Los comunistas chilenos, eternamente perseguidos, innegablemente valientes frente a la dictadura de Pinochet, son incapaces de ver dictadura o autocracia en el gobierno de Maduro. Las violaciones de derechos humanos que sufrieron en carne propia y que denunciaron con valentía durante la dictadura militar chilena, apoyándose en las condenas de la ONU y recurriendo a la OEA, ahora son fábulas del fascismo y del imperialismo americano si se refieren a Venezuela.

Lautaro Carmona nos dice que sólo le queda asumir la institucionalidad de ese país y admitir, por ello, el triunfo de maduro conforme a esa institucionalidad. Es una idea absurda, pues si por ella fuera, por ejemplo, deberíamos admitir todos que la Constitución Política de 1980 tuvo un origen válido, conforme a la institucionalidad de aquel tiempo.

A su vez, el griterío de la UDI o los emplazamientos de Evelyn Matthei a la expresidenta Bachelet para que se pronuncie sobre Venezuela resultan vergonzosos si recordamos su obsecuencia y servilismo con respecto a la dictadura militar de Pinochet.

Esas personas vivieron con alegría y felicidad una dictadura sangrienta y negaron hasta donde les fue posible la existencia de las violaciones a los derechos humanos. Su amor a la democracia no es creíble. Siguen y seguirán justificando el golpe de estado de 1973 y la dictadura.

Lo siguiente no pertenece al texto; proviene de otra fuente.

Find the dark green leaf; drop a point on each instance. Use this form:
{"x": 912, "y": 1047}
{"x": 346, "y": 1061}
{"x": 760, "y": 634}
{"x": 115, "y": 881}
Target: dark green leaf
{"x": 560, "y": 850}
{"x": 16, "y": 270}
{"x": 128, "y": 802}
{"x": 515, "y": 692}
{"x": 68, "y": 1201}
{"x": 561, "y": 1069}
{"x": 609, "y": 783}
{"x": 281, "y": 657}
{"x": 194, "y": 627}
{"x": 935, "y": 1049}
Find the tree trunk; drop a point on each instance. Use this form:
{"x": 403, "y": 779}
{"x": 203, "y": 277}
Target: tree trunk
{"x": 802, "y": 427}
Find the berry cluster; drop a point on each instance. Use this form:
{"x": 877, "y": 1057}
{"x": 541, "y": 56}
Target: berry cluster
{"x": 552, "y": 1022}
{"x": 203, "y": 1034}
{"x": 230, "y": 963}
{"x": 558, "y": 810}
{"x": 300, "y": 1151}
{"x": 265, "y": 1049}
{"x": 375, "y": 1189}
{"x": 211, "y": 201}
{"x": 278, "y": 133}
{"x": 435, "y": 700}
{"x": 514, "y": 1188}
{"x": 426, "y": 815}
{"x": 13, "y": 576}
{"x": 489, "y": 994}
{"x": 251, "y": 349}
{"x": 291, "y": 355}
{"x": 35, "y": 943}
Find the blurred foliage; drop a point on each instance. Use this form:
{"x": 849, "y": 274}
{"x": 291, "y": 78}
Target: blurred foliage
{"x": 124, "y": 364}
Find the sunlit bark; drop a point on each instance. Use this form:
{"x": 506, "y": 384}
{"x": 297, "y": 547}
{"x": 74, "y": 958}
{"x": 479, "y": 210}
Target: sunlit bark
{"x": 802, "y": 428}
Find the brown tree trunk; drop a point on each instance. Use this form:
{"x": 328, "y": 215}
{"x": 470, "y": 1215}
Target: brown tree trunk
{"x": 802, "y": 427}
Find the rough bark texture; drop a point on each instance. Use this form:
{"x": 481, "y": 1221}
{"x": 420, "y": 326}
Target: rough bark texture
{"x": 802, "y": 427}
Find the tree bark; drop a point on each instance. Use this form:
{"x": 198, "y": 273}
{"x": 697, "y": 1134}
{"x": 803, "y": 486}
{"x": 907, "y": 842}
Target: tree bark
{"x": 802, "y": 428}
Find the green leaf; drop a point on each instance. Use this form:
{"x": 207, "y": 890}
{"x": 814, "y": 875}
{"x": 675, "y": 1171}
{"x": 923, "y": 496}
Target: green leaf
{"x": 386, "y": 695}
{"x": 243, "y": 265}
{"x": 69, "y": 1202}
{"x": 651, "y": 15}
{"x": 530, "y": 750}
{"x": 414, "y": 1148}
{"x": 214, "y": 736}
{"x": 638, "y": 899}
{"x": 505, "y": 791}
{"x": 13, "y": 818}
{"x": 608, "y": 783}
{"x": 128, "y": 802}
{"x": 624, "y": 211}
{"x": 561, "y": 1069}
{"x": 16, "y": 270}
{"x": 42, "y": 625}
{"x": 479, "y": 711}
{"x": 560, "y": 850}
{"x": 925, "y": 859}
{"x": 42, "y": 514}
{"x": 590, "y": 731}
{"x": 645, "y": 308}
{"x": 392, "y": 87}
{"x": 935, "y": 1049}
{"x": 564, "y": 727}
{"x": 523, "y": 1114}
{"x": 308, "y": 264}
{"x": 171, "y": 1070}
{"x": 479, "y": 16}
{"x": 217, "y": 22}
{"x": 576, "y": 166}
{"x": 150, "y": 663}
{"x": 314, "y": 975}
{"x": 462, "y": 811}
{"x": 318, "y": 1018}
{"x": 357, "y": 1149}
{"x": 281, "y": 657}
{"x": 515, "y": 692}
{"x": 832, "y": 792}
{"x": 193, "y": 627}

No se puede ser demócrata a veces y solo en determinadas circunstancias.

La democracia es un sistema que enseña humildad a través de la persecución y entrega del poder, que desarrolla la capacidad de respetar la posición del otro e incluso de ser gobernado por el adversario político.

La política, para un demócrata, es un medio civilizado de resolver los conflictos y por eso sólo puede realizarse desde el derecho, no desde la fuerza. Mientras mayor es el uso de la fuerza de un gobierno, menor es la calidad de sus credenciales democráticas.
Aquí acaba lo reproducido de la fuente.